Endocrine Abstracts

Glucokinase (GCK) serves as the blood glucose ‘sensor’ in pancreatic β-cells, being critically involved in transducing elevated blood glucose into increased insulin secretion. Inactivating GCK mutations cause a subtype of maturity onset diabetes of the young (MODY), whereas activating mutations are a rare cause of hyperinsulinaemic hypoglycaemia, usually presenting in infancy.

We now describe the case of a 60-year-old woman who first presented with symptomatic hypoglycaemia in her fifth decade. Despite biochemical evidence of hyperinsulinaemic hypoglycaemia, extensive investigation failed to identify an insulin-secreting tumour. An extended oral glucose tolerance test demonstrated fasting hypoglycaemia that was exacerbated following a glucose challenge, consistent with dysregulated glucose-stimulated insulin release. Mutational analysis of the human GCK gene revealed a heterozygous activating mutation, p.Val389Leu, in the patient and four other family members. Of these, two were undergoing extensive investigation elsewhere for recurrent hypoglycaemia presenting in adulthood, whilst the other two adult relatives were asymptomatic despite profound hypoglycaemia.

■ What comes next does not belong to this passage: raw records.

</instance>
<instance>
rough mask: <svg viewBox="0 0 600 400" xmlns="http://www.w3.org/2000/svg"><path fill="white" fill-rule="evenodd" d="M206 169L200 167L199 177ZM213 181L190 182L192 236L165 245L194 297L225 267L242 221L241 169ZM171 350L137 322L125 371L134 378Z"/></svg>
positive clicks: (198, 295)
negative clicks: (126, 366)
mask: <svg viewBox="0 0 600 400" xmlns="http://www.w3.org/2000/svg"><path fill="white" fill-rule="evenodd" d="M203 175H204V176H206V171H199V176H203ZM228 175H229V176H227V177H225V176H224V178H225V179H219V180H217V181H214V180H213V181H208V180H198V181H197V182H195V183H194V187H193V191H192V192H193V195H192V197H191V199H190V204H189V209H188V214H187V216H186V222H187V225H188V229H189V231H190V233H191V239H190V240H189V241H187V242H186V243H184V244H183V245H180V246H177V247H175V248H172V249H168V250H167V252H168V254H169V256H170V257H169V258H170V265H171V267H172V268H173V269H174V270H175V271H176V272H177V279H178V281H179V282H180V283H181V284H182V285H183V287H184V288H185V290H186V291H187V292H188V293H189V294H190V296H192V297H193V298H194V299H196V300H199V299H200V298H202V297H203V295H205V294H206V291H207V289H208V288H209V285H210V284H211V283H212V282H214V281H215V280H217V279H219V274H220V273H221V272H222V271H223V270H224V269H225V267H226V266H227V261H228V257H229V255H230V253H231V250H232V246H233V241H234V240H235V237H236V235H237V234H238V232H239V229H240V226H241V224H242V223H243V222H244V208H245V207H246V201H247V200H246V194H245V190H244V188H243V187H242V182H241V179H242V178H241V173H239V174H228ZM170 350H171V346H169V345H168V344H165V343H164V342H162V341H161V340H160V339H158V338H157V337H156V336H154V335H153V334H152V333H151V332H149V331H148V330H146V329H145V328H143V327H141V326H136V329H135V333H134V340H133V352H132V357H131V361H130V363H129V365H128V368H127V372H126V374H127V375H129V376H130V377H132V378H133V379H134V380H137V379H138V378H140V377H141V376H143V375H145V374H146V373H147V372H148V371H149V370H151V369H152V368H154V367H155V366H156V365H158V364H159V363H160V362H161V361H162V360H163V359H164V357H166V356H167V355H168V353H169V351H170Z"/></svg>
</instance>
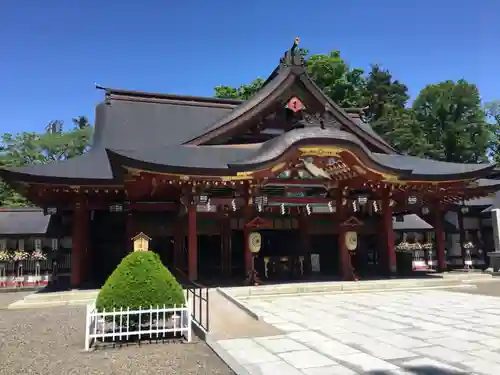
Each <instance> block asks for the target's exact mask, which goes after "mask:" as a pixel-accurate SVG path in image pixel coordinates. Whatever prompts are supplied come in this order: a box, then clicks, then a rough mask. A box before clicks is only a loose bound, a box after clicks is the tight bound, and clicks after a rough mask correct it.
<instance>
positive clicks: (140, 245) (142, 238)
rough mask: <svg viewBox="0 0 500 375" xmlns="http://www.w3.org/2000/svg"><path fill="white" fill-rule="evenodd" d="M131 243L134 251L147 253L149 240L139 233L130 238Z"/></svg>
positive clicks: (141, 234) (147, 250)
mask: <svg viewBox="0 0 500 375" xmlns="http://www.w3.org/2000/svg"><path fill="white" fill-rule="evenodd" d="M132 241H133V242H134V251H148V250H149V241H151V238H150V237H149V236H147V235H146V234H144V232H141V233H139V234H137V235H136V236H134V237H132Z"/></svg>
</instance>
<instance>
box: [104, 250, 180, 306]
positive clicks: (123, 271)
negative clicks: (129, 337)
mask: <svg viewBox="0 0 500 375" xmlns="http://www.w3.org/2000/svg"><path fill="white" fill-rule="evenodd" d="M184 303H185V298H184V292H183V290H182V287H181V286H180V285H179V283H178V282H177V280H176V279H175V277H174V276H173V275H172V274H171V273H170V271H169V270H168V269H167V268H166V267H165V266H164V265H163V264H162V262H161V260H160V257H159V256H158V254H156V253H154V252H152V251H141V252H133V253H130V254H128V255H127V256H126V257H125V258H123V259H122V261H121V262H120V264H119V265H118V267H116V269H115V270H114V271H113V273H112V274H111V275H110V276H109V278H108V279H107V280H106V283H105V284H104V286H103V287H102V288H101V291H100V292H99V295H98V296H97V301H96V307H97V309H98V310H99V311H102V310H104V309H106V311H112V310H113V309H117V310H119V309H120V308H123V309H127V308H129V309H131V310H136V309H139V308H142V309H146V308H149V307H150V306H153V307H156V306H160V307H163V305H165V307H174V305H176V306H182V305H184Z"/></svg>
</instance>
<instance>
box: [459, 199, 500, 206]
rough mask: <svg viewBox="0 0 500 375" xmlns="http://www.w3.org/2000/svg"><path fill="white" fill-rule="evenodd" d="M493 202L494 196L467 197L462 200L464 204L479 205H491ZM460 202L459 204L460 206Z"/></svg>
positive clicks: (493, 199)
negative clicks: (467, 197) (492, 196)
mask: <svg viewBox="0 0 500 375" xmlns="http://www.w3.org/2000/svg"><path fill="white" fill-rule="evenodd" d="M494 203H495V198H491V197H482V198H476V199H469V200H466V201H464V202H463V204H464V205H465V206H471V207H480V206H492V205H493V204H494ZM461 205H462V204H459V206H461Z"/></svg>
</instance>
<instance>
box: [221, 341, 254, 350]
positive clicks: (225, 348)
mask: <svg viewBox="0 0 500 375" xmlns="http://www.w3.org/2000/svg"><path fill="white" fill-rule="evenodd" d="M217 343H218V344H219V345H220V346H221V347H222V348H223V349H225V350H231V349H247V348H258V347H259V346H258V345H257V344H256V343H255V342H254V341H253V340H252V339H251V338H248V339H229V340H219V341H217Z"/></svg>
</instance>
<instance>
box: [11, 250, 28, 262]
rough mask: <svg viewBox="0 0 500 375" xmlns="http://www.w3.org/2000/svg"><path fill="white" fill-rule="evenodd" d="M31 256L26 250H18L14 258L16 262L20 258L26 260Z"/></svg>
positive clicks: (18, 259)
mask: <svg viewBox="0 0 500 375" xmlns="http://www.w3.org/2000/svg"><path fill="white" fill-rule="evenodd" d="M28 258H29V254H28V253H27V252H26V251H22V250H16V251H14V254H13V255H12V260H13V261H14V262H19V261H20V260H26V259H28Z"/></svg>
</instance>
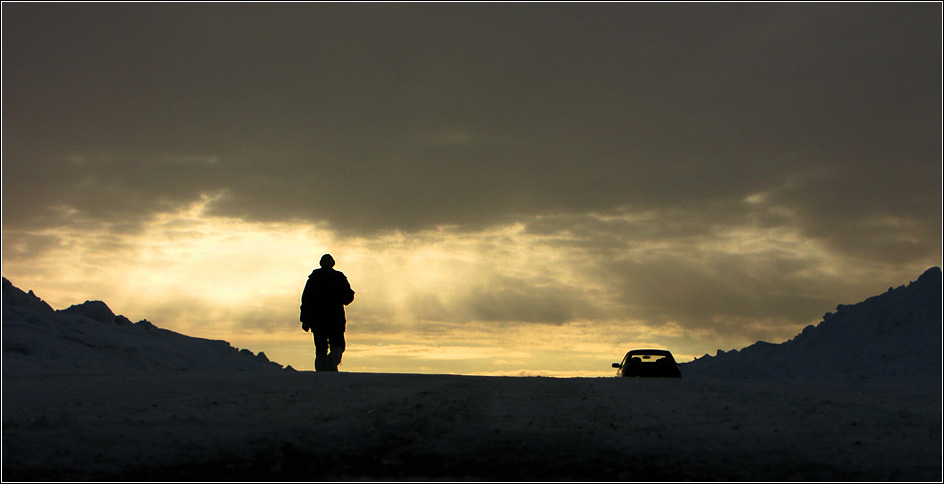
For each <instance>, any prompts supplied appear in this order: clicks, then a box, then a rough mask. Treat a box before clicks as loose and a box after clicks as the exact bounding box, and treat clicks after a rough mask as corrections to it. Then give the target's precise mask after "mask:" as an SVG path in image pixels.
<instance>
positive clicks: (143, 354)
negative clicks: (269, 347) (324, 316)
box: [3, 278, 282, 375]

GCK is also expressed in non-pancreatic tissues including liver and GI tract, where it is expressed in enteroendocrine L cells that secrete GLP-1. In the liver, GCK mediates glucose clearance and has been implicated in lipogenesis and the pathogenesis of non-alcoholic fatty liver disease. Indeed, concerns have been raised that small molecule glucokinase activators used in the treatment of type 2 diabetes may drive hepatic steatosis and dyslipidaemia. However three members of the family studied with the GCK p.Val389Leu activating mutation had normal lipid profiles, hepatic triglyceride commensurate with their degree of adiposity, and normal rates of de novo lipogenesis. Consistent with previous reports two subjects with the p.Val389Leu mutation did not have significantly different levels of GLP-1 compared with controls.

In conclusion, activating GCK mutations are a rare cause of hyperinsulinaemic hypoglycaemia in adults and provide unique opportunities to study concepts relating to glucose sensing and therapeutic manipulation of GCK in man.